Admittedly, I do believe I started this when I was in the completely wrong sort of mood. I totally killed this story for myself in the beginning and could not get into it. I was mentally flashing to scenes from 'Taken' and kept waiting for her to start using her brain and NOT get on the train with the complete stranger BY HERSELF to PARIS where she's never been before, barely has any money, and can't speak the language. I can understand getting caught up in the moment and feeling a connection to someone so much that you just lose yourself in the moment... but this was just downright reckless and so potentially dangerous that it sucked all enjoyment out of it for me.

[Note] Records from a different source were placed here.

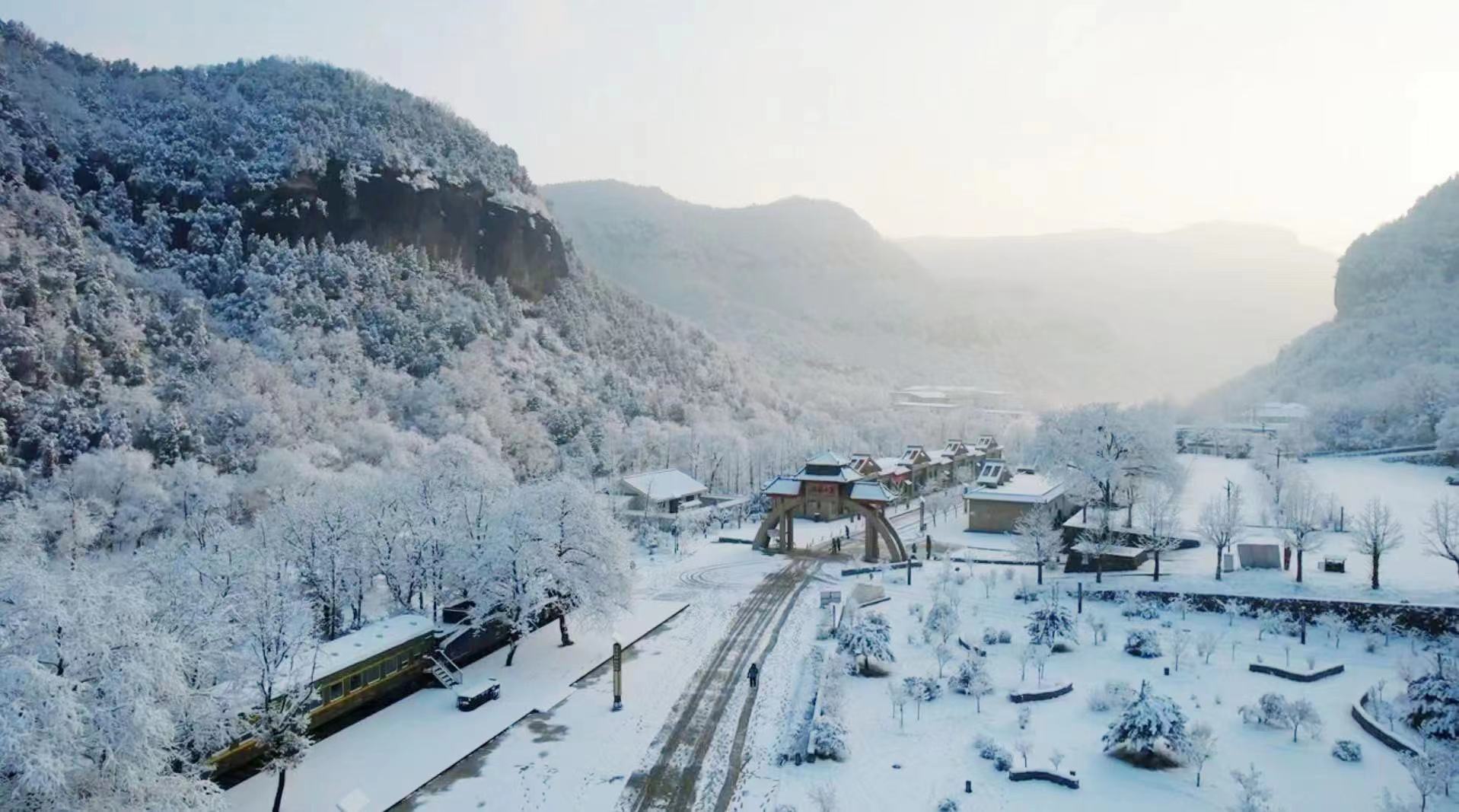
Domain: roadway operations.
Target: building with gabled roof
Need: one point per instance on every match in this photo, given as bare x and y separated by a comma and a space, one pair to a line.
1002, 496
830, 487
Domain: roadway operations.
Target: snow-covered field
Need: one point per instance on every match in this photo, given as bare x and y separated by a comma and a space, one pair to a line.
913, 766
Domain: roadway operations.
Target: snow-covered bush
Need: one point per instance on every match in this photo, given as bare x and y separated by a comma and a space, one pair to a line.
1051, 623
1269, 709
868, 638
1148, 722
985, 745
829, 740
922, 689
1137, 607
1112, 694
1433, 705
1142, 643
972, 680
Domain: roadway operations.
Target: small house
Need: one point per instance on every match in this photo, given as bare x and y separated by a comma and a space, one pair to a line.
1002, 495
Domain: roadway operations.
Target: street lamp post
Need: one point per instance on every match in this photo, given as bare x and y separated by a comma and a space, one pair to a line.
617, 673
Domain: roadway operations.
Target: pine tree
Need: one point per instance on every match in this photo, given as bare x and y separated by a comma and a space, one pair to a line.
1147, 722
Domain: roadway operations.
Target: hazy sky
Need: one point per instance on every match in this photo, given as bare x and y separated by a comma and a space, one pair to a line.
962, 119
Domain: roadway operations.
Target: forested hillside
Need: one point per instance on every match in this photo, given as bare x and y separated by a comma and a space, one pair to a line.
285, 350
212, 263
1385, 371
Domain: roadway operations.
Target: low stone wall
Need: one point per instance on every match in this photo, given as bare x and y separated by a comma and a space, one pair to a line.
1043, 776
1378, 732
1429, 619
1296, 675
1040, 696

Allyson was such a strange and unrealistic narrator. Always the smart girl, the girl who played it safe, and then she meets Willem and he unlocks a side of her that she herself didn't know existed. Allyson had been on a tour of Europe for several weeks but had never got to see Paris, so he asks for her to go with him there. And this is where I get even MORE disturbed. They have one single day in Paris and it ended up being the most random, jumbled and seemingly unenjoyable day. So it wasn't the type of day spent in Paris like you see in the movies but they didn't even DO anything! So much beauty surrounded them and for part of it they ended up taking a nap in the park? Are you kidding me? If I had a single day in Paris and I needed to nap I'd be pounding the red bulls and trying to get the most I could out of that day.

'We kiss again. This next kiss is the kind that breaks open the sky. It steals my breath and gives it back.